26 Nov
Por: Gabriel Villalba Pérez*
La historia reciente de Bolivia está atravesada por una paradoja geopolítica: mientras el país es presentado internacionalmente como un eslabón problemático dentro del circuito global del narcotráfico, su territorio ha sido, durante décadas, laboratorio de una intervención sistemática que se justificó bajo el eslogan de la lucha contra las drogas. Pero que en la práctica operó como un dispositivo de control político. Re abierto el debate sobre la presencia de la DEA en Bolivia conviene preguntarse cómo operó esta agencia en el país ¿Fue un mecanismo de cooperación o un instrumento de tutela extranjera?
La DEA ingresó a Bolivia al calor de la Doctrina de Seguridad Nacional que redefinió a América Latina como un tablero de amenazas híbridas. El narcotráfico, que sin duda constituye un fenómeno criminal real, fue reinterpretado por Washington como un problema de seguridad hemisférica, lo que habilitó la presencia operativa, logística e incluso táctica de una agencia extranjera dentro de las instituciones bolivianas. El documental INVASIÓN USA de Andrés Salari expone con crudeza cómo el discurso de lucha contra el narcotráfico se convirtió en una carta blanca para que la DEA actuara con autonomía funcional a través de operativos nocturnos sin supervisión, control directo sobre unidades policiales y militares locales, confiscación de información estratégica y, lo más grave, una política de inteligencia paralela que desbordaba la normativa nacional. Esto coincide con denuncias históricas hechas por diversos investigadores bolivianos: la agencia no sólo administraba el narcotráfico, sino que seleccionaba actores políticos, territorios y líderes sindicales en función de un mapa de intereses geopolíticos.
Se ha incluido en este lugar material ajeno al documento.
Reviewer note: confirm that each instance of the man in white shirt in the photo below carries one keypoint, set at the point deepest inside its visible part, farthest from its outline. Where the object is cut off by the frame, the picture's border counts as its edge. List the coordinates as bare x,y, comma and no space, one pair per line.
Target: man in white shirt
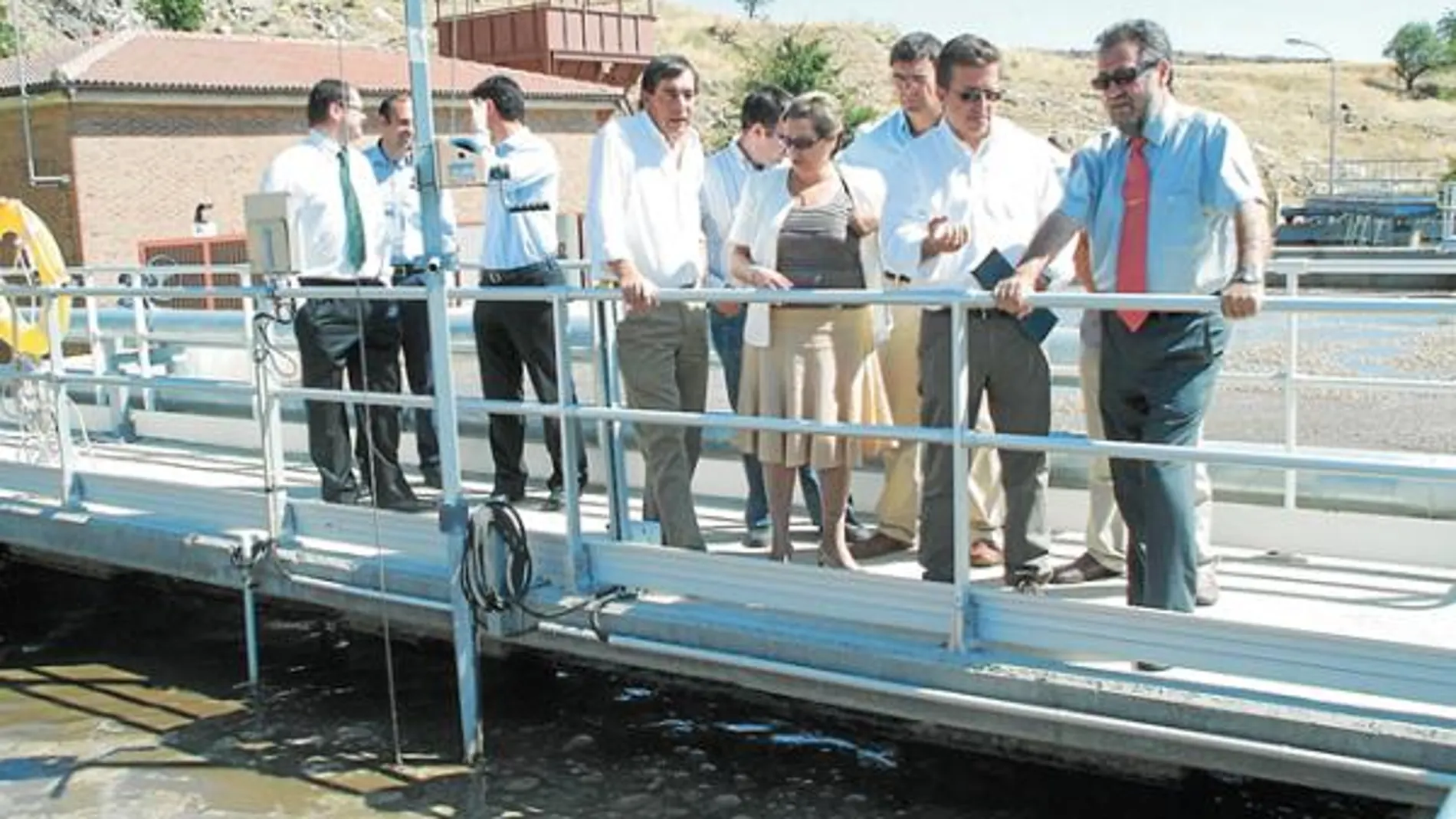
880,147
393,160
520,251
339,217
975,185
644,228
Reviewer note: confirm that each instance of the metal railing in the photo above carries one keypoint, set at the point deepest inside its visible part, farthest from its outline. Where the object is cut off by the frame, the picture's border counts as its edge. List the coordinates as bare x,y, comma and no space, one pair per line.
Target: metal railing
969,618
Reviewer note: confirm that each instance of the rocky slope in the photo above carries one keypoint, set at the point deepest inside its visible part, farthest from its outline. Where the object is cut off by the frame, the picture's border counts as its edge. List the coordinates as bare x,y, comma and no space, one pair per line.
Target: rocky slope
1281,105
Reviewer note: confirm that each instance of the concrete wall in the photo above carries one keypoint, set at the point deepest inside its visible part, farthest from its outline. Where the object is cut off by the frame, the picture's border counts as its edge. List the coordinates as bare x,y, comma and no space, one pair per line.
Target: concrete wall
50,124
142,169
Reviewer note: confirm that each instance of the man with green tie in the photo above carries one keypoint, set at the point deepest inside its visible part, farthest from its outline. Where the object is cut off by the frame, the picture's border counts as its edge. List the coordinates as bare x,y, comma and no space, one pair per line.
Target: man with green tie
338,217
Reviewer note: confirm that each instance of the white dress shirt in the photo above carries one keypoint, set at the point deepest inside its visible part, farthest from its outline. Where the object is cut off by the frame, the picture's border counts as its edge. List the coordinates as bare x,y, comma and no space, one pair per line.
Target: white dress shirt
309,172
404,217
642,202
726,175
532,178
1001,191
759,220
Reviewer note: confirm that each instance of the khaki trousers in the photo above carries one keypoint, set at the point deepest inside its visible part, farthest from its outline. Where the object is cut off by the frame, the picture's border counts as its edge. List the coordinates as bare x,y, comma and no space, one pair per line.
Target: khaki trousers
1107,534
663,355
899,509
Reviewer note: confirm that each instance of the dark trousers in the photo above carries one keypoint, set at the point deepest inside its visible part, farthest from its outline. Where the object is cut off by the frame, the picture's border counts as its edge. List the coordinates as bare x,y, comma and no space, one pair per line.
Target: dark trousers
360,338
511,336
1156,386
1012,372
414,326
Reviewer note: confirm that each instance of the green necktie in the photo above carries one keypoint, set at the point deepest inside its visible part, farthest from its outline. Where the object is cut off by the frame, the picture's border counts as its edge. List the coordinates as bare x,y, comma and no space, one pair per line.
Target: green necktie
354,236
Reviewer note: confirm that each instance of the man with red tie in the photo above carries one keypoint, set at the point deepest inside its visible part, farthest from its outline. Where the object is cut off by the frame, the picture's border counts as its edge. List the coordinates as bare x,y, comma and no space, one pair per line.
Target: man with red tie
1172,204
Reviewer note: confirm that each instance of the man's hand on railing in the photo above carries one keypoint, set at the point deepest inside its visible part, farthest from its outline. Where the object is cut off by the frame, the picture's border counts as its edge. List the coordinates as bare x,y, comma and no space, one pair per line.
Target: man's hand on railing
769,280
1242,300
637,290
1014,291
La pregunta no es si la DEA ayudó o no ayudó, sino, qué implicó permitir que una agencia extranjera actuara sin control judicial ni parlamentario. Un Estado cuya policía responde a una oficina foránea es un Estado con soberanía condicionada. Mientras Washington insistía en el discurso de la responsabilidad compartida, evitaba recordar que el principal consumidor global de cocaína es justamente Estados Unidos. El 85% del dinero del narcotráfico no circula en Bolivia, sino en el sistema financiero internacional. Y, sin embargo, la presión recayó siempre sobre los países supuestamente productores, no sobre los centros globales de lavado y consumo de droga.
La DEA no opera sola; opera articulada con contratistas, empresas de tecnología de vigilancia, proveedores de armamento y una red de intereses que lucran con la narrativa del enemigo interno. Allí donde hay conflicto, hay presupuesto; allí donde hay presupuesto, hay poder. La DEA se volvió un actor político en Bolivia, con capacidad para incidir en decisiones internas, moldear percepciones públicas y legitimar intervenciones bajo el paraguas de la cooperación.
La salida de la DEA en 2008 fue interpretada por algunos analistas como un acto de antiamericanismo. Pero más bien fue un acto de realismo soberano. La pregunta que abrió ese momento es si Bolivia puede diseñar una política antidrogas propia, eficaz y sin tutelaje. Los datos posteriores indican que los decomisos y la desarticulación de fábricas de droga no disminuyeron tras la expulsión; por el contrario, varias métricas oficiales mostraron estabilidad o crecimiento en los resultados operativos de la FELCN y UMOPAR. Esto sugiere que la presencia de la DEA no era un requisito técnico sino una opción política.
El debate sobre la DEA en Bolivia no es un debate del pasado. Aún hoy persisten presiones externas, rotulaciones mediáticas y estrategias diplomáticas que buscan reinstalar la idea de que la seguridad boliviana debe ser gestionada desde fuera. Bolivia necesita una política antidrogas que no subordine su estrategia nacional a intereses ajenos; controle militar y policialmente su propio territorio sin paralelismos institucionales; incorpore transparencia y control civil y exija rendición de cuentas a las redes financieras internacionales donde realmente se concentra el negocio del narcotráfico.
La soberanía no se negocia, se ejerce. Y ejercerla implica desarmar la matriz cultural que normalizó la injerencia como si fuera cooperación. La DEA no es solo una agencia; es una expresión de poder imperial en la era de las guerras asimétricas. Reconocerlo es el primer paso para que Bolivia deje de ser objeto y se convierta plenamente en sujeto en su propia política de seguridad.
*Es abogado y docente de posgrado de la UMSA.